Amscope SM-1T - A stereo zoom microscope. Basically just a big magnifying glass. Also uses reflected light, but with less magnification. Great for looking at objects larger than a slide, like actual crystals. The polariscope can be placed under the SM-1T to view specimens in polarized light. Below is an image of the same crystal, photographed through the SM-1T + Polariscope.

Camera:
Amscope AF408N - Both microscopes have trinocular ports for the camera that I swap between them. It can transmit a 4K live feed to my TV, which looks amazing in OLED. I haven't figured out how to calculate the magnification through the camera yet, but once I do I will be able to add a scale bar to the photos. It also takes great video. I'm really happy with this camera and being able to share what the microscope reveals.

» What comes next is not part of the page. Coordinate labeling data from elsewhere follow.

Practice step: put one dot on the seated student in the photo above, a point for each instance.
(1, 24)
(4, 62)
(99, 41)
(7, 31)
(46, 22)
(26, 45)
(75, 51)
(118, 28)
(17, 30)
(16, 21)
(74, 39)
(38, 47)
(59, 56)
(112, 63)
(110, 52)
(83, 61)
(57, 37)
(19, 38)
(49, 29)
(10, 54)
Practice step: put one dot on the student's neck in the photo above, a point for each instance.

Right now it's more of an art form, but I think with enough observation and some informed explanations we could learn a lot from watching DMT grow on a slide. I invite anyone that is more experienced with this to help with that
This video through the SM-1T + Polariscope illustrates what it looks like when rotating the polarizers relative to the sample. When grains go black it's called extinction. When they're colorful it's called birefringence. When shadowy bands of extinction wash over the entire crystal structure, it's called an interference figure. It all has to do with how light slows or splits when traveling through materials. A smarter person could use all this information to determine not only what mineral they're looking at, but also what axis of the crystal structure they're looking down. It apparently could also be used to analyze purity, or polymorphism. As we can see, there are pure solid transparent shards in this sample, that fan out into a wave of less ordered formations.
View attachment Rotating Polarizer.mp4
I've seen more formations in these slides than I believed DMT could exhibit. I'll introduce more of them as I get time to write amateur descriptions for them. How freakin' psychedelic is polarized light tho?!